Cellphone companies can know not only whom you call and for how long you speak, but where you are when you make the call, where you go in between calls and much more. They can deduce even more information, such as individuals’ religious affiliations and any number of personal habits that might be better kept secret — including how often an employee uses the restroom during a workday.
It makes no practical sense to claim a person could protect the privacy of their location and movements by not carrying a cellphone: The social and economic burden that would impose on each person would be too high.
This threat to privacy goes well beyond mobile phones: Automated license plate readers on bridges, roadsides and even police cars can easily record the identity of every vehicle, confirming its presence at a specific location at a particular time. A privacy-conscious person might give up driving, and instead rely on walking and taking public transportation. Cameras on the streets, at bus stops and in transit vehicles — coupled with tremendous recent advances in face recognition technology — can still track every move you make.
Personal health devices collect a great deal of information about users to help them achieve fitness goals, and may even be useful to provide early diagnosis of diseases. But information from a pacemaker has already been used to charge an alleged arsonist, and a Fitbit helped solve a murder.
Companies that provide internet service can learn a great deal about their customers simply by observing what websites users connect to, even if they don’t read the contents of each web page or email message. As electronic personal assistants (like Siri and Alexa) and home devices (like Nest) become more common and used more heavily, they will soon learn even more intimate details about people’s lives.
Declining to provide information to these “third party” service providers would require people to opt out of normal life — which isn’t really a choice.
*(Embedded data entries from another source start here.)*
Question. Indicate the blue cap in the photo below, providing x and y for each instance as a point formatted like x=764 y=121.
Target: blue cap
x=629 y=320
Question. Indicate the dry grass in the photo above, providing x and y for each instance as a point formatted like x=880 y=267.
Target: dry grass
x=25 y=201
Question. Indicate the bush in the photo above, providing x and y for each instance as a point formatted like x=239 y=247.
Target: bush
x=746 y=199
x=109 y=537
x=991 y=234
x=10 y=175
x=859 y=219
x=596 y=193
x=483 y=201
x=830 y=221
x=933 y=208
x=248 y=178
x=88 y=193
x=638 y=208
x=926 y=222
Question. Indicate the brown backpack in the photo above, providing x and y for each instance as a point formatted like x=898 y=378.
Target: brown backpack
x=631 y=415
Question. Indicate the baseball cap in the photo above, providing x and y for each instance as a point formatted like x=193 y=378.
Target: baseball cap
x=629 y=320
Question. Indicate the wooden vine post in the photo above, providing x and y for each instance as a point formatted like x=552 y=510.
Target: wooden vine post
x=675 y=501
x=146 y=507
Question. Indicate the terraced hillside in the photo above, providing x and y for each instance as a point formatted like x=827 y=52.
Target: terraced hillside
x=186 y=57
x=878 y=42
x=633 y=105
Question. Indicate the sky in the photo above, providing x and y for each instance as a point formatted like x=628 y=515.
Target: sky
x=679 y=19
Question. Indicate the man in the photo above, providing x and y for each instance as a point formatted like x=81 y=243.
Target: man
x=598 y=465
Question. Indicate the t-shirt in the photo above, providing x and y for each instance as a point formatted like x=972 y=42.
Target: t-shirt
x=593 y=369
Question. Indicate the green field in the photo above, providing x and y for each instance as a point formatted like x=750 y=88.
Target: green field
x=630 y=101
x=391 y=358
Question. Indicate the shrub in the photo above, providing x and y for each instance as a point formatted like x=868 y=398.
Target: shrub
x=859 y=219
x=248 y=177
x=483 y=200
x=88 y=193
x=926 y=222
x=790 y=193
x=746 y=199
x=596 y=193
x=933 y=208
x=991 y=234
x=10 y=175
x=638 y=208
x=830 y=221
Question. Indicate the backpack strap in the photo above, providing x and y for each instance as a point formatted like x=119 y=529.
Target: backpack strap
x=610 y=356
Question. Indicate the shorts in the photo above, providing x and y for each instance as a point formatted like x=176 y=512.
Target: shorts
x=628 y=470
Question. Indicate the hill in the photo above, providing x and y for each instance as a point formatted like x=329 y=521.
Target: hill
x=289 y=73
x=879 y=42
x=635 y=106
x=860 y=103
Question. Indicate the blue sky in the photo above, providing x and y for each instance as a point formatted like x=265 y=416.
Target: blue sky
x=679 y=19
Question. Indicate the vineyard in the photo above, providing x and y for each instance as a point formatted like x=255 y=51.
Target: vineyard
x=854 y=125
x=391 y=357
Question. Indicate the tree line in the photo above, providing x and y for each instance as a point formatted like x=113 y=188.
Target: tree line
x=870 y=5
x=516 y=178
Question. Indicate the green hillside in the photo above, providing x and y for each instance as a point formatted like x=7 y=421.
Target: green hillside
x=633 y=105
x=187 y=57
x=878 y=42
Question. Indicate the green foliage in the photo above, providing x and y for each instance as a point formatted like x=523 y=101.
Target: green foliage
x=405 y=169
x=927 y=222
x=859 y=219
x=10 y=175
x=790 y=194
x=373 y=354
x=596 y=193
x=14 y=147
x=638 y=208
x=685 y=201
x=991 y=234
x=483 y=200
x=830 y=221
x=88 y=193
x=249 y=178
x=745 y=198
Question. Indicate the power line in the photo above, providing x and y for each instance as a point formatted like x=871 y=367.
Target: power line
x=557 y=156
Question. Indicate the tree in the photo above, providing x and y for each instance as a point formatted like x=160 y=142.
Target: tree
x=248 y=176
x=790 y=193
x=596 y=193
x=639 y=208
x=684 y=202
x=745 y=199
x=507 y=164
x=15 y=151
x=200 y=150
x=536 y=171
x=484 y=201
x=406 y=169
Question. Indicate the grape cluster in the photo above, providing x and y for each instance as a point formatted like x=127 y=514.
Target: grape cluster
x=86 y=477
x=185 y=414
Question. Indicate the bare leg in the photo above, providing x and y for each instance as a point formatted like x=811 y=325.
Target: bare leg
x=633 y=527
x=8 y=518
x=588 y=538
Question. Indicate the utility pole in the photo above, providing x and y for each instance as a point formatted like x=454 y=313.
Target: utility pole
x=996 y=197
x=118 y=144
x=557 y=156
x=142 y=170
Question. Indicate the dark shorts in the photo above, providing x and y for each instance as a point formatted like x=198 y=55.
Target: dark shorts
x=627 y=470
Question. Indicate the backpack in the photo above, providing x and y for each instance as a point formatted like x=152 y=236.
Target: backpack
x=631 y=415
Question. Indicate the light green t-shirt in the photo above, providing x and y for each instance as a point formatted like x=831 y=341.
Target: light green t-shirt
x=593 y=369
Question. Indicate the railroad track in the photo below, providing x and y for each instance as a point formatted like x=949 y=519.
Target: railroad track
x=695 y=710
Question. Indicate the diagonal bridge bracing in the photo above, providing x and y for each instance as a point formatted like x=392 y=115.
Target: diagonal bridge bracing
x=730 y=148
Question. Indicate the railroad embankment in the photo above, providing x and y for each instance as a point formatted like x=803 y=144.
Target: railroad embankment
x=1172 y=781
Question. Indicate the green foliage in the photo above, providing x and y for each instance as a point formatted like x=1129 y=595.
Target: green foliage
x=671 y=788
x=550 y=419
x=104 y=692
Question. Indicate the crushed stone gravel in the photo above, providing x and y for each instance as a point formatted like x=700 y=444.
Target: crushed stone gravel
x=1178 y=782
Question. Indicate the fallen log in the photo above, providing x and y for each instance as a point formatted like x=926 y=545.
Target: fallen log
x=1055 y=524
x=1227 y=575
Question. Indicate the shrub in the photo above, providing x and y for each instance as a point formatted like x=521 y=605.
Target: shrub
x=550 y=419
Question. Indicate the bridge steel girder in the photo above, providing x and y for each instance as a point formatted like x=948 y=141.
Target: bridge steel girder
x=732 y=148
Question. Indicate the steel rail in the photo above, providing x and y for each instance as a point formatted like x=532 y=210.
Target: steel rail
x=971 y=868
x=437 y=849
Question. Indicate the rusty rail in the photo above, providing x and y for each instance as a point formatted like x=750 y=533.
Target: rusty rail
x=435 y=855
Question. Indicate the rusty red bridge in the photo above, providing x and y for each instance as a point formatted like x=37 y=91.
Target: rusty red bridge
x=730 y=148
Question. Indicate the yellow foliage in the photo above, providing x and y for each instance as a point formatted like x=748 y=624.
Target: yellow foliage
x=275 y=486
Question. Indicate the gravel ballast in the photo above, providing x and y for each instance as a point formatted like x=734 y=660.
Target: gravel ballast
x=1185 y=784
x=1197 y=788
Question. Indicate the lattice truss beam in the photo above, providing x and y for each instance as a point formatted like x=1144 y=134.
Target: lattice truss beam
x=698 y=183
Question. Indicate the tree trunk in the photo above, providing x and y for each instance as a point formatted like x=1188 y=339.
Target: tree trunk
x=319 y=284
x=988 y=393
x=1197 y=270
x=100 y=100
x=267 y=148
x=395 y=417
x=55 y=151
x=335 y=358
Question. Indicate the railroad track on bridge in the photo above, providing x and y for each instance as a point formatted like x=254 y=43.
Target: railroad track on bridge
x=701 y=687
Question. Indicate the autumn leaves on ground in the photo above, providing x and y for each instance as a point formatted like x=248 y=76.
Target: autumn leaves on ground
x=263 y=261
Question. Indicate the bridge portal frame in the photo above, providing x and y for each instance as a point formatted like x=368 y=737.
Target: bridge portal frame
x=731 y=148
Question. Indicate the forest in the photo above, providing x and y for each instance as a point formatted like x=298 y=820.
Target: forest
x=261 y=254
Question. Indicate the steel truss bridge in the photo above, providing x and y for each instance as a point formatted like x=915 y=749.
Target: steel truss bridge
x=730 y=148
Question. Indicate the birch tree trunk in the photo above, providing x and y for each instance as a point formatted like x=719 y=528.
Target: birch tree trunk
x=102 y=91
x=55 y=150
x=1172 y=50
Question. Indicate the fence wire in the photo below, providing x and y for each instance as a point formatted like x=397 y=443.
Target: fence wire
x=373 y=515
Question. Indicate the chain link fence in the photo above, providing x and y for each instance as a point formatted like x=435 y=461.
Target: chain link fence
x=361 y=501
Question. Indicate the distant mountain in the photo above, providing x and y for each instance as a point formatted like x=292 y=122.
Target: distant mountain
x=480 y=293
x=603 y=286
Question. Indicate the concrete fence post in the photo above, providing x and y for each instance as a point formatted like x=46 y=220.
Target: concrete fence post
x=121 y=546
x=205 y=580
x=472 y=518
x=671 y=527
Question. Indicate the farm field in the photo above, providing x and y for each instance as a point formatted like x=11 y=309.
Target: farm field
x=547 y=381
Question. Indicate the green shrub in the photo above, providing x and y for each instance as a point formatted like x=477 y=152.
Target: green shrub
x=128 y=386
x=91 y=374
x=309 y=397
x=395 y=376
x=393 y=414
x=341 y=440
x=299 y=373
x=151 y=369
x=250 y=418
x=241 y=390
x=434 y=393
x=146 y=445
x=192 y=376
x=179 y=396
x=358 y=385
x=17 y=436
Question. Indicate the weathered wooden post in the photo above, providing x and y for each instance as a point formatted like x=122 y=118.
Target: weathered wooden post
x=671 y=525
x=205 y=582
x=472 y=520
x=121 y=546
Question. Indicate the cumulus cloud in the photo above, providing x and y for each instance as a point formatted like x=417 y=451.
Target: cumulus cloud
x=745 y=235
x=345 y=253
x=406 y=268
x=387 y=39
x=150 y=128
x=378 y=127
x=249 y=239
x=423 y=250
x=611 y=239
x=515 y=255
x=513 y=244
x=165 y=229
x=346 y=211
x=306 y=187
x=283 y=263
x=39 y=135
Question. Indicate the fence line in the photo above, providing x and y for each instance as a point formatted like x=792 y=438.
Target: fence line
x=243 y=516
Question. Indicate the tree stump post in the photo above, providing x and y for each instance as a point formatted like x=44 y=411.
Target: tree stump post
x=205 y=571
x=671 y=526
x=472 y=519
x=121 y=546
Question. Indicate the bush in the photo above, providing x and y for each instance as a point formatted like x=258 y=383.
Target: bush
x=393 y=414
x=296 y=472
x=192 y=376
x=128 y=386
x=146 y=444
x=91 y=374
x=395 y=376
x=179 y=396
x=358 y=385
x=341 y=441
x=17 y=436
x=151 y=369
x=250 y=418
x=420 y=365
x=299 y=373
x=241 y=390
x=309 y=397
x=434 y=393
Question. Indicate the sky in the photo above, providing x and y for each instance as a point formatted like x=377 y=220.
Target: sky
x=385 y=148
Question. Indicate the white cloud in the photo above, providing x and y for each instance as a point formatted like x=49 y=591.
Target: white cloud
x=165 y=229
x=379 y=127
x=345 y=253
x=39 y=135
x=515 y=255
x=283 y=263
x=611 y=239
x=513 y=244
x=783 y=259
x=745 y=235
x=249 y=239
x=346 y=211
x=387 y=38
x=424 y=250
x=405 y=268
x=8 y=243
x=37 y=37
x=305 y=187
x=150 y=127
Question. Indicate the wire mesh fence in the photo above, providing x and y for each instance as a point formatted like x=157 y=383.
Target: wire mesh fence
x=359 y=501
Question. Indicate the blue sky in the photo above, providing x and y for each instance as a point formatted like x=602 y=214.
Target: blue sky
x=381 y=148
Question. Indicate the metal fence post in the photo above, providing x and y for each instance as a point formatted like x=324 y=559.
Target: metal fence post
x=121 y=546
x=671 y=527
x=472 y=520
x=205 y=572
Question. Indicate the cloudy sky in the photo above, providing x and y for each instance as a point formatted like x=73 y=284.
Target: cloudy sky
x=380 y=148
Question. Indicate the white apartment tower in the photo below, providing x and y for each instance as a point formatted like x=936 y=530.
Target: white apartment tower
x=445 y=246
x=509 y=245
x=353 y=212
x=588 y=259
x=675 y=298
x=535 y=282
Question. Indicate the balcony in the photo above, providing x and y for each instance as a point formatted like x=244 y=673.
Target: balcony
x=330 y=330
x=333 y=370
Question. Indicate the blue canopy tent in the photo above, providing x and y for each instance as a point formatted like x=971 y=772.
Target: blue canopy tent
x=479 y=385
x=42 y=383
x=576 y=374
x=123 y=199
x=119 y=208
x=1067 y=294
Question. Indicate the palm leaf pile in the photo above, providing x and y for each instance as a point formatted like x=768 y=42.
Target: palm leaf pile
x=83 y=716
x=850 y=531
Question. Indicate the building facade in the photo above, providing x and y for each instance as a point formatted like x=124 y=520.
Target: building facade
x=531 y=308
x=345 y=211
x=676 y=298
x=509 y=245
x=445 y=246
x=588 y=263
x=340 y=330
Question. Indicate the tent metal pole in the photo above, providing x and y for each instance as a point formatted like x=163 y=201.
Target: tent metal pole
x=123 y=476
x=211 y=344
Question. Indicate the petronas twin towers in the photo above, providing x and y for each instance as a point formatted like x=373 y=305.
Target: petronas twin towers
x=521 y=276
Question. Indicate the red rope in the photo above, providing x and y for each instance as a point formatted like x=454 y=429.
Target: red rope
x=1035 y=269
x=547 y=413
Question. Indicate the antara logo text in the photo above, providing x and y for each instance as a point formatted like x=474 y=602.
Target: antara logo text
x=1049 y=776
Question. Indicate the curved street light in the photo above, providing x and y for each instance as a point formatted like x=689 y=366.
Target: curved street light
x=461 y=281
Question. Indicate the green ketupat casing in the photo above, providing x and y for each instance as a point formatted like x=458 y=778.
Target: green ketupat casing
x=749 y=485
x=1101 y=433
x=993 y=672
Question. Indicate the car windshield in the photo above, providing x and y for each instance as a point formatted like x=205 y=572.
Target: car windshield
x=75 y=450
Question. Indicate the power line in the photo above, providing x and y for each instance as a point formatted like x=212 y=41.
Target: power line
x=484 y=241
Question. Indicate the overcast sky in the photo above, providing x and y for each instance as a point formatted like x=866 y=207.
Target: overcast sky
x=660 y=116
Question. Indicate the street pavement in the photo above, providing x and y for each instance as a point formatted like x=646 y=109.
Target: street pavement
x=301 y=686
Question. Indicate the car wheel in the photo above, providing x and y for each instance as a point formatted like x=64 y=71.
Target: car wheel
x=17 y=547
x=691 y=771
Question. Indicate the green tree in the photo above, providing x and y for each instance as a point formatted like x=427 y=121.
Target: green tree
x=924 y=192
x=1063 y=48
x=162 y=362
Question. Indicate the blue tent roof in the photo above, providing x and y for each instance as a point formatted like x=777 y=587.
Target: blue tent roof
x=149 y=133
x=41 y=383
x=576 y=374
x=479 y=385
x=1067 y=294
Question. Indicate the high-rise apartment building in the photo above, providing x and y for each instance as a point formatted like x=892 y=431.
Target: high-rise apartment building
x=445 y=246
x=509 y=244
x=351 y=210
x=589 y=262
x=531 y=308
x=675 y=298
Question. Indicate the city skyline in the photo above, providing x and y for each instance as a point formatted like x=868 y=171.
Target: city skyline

Most Americans don’t want their mobile phone companies to just hand over to police the enormous amount of information cellphones can reveal — at least not without getting a warrant first. But Americans’ privacy problem goes much deeper. Most people also don’t want their mobile phone companies to sell these data to others.
Many companies may seek that information to try to persuade more customers to buy their products, but nefarious uses are also possible. A person could be blackmailed with a threat of publicizing their (completely lawful) secrets — such as a particular health condition, religious affiliation or sexual preference.
The FBI found Timothy Carpenter because one of his accomplices told them about him. I believe the FBI could have obtained a search warrant to track Carpenter, if agents had applied for one. Instead, federal agents got cellphone location data not just for Carpenter, but for 15 other people, most of whom were not charged with any crime. One of them could be you, and you’d likely never know it.